What does this mean?
On Tuesday, a federal jury indicted Indivior on charges related to the marketing of its opioid addiction treatments as far back as 2010, when the company was still part of consumer goods giant Reckitt Benckiser. Indivior allegedly misled customers by claiming that its treatments were safer than rivals’ and encouraged overprescription, boosting sales and stifling competition. Ironically, the company’s shares had already plunged 80% in recent months after it lost exclusive control over the top-selling drug in question.
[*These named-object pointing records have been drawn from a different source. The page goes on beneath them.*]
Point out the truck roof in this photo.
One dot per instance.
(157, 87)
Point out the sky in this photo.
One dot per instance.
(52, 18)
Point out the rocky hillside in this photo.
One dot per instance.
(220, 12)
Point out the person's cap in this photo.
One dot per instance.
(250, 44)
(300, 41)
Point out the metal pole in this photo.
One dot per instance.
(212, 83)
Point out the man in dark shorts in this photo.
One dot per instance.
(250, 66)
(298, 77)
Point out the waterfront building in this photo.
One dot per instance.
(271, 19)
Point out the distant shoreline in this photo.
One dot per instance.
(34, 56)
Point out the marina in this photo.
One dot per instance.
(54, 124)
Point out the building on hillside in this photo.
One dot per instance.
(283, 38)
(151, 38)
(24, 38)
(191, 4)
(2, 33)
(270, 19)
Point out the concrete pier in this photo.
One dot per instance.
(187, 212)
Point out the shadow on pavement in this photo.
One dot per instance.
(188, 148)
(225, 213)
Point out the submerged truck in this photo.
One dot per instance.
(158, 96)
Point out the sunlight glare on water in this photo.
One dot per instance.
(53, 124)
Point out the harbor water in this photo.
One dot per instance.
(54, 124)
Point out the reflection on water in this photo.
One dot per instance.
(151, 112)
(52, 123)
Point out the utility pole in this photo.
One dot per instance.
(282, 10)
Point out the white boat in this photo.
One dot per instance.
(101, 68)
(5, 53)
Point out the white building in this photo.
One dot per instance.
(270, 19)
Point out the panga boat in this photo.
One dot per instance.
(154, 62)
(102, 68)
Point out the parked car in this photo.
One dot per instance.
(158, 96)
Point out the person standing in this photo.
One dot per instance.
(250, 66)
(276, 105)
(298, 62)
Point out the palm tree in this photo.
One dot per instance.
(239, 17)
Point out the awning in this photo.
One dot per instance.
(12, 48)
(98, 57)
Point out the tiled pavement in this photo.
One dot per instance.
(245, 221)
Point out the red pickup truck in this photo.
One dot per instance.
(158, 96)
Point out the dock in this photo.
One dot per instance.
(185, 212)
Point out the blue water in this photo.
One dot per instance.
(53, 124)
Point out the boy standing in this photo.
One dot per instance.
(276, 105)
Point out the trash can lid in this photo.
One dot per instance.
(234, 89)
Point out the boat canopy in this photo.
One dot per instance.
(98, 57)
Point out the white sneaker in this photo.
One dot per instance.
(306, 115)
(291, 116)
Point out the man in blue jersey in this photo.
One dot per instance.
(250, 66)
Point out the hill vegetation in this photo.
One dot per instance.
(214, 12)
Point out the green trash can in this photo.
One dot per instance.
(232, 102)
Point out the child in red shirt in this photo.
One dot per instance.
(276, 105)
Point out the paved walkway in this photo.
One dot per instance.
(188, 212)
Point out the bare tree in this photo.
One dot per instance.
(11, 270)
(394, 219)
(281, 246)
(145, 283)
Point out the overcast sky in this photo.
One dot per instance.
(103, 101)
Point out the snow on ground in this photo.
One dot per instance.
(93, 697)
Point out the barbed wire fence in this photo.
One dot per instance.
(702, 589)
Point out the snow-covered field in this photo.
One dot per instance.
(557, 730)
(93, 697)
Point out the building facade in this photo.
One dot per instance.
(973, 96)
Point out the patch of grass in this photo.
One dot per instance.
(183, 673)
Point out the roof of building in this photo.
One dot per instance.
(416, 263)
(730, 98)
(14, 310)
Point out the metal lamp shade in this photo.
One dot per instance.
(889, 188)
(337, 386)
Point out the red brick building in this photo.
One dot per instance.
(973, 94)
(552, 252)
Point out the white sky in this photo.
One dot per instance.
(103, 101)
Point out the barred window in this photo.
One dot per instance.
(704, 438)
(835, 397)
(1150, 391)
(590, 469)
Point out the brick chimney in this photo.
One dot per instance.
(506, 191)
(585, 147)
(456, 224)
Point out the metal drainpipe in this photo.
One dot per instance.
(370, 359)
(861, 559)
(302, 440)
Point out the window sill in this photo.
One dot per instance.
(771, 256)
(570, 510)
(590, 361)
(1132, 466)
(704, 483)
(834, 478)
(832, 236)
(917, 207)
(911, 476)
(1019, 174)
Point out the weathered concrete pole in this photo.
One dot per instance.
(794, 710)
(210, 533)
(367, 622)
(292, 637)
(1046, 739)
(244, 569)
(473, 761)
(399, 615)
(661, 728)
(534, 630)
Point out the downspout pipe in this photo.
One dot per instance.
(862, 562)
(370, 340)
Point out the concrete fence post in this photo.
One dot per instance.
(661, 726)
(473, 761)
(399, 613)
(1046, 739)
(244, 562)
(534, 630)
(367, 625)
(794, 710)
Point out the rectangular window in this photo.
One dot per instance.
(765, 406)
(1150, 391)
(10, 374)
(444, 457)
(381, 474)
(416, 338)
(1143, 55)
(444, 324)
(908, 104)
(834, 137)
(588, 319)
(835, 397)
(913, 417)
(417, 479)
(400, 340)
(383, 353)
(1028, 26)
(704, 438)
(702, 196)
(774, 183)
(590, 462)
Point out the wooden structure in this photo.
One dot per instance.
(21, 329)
The Justice Department is now seeking $3 billion in fines – which, if imposed, could wipe out Indivior altogether. The company rejected the charges and plans to fight against them – arguing not only that they’re false, but that they “almost exclusively” relate to the period before it was an independent firm.
Why should I care?
For markets: Now the drugs don’t work.
Indivior has just shy of $1 billion in the bank. If it does end up having to pay up, it may either have to sell more shares to raise money, making its existing stock worth even less – or else rack up more debt. Given the company’s precarious position, any borrowing would likely come with a hefty interest rate. Shares of former Indivior owner Reckitt, meanwhile, fell 5% on Wednesday. Despite its solid financial footing, investors may be worried about the company getting tangled up in a potentially expensive and lengthy appeal process.
The bigger picture: The opioid fallout is spreading.
The owners of Purdue Pharma agreed last month to pay $270 million in a settlement related to its role in the widespread US opioid addiction crisis, after its marketing of painkiller OxyContin was ruled illegal. Related cases involving rivals Johnson & Johnson and Teva Pharmaceutical may have similar outcomes – and J&J’s already facing large fines related to its allegedly carcinogenic talcum powder.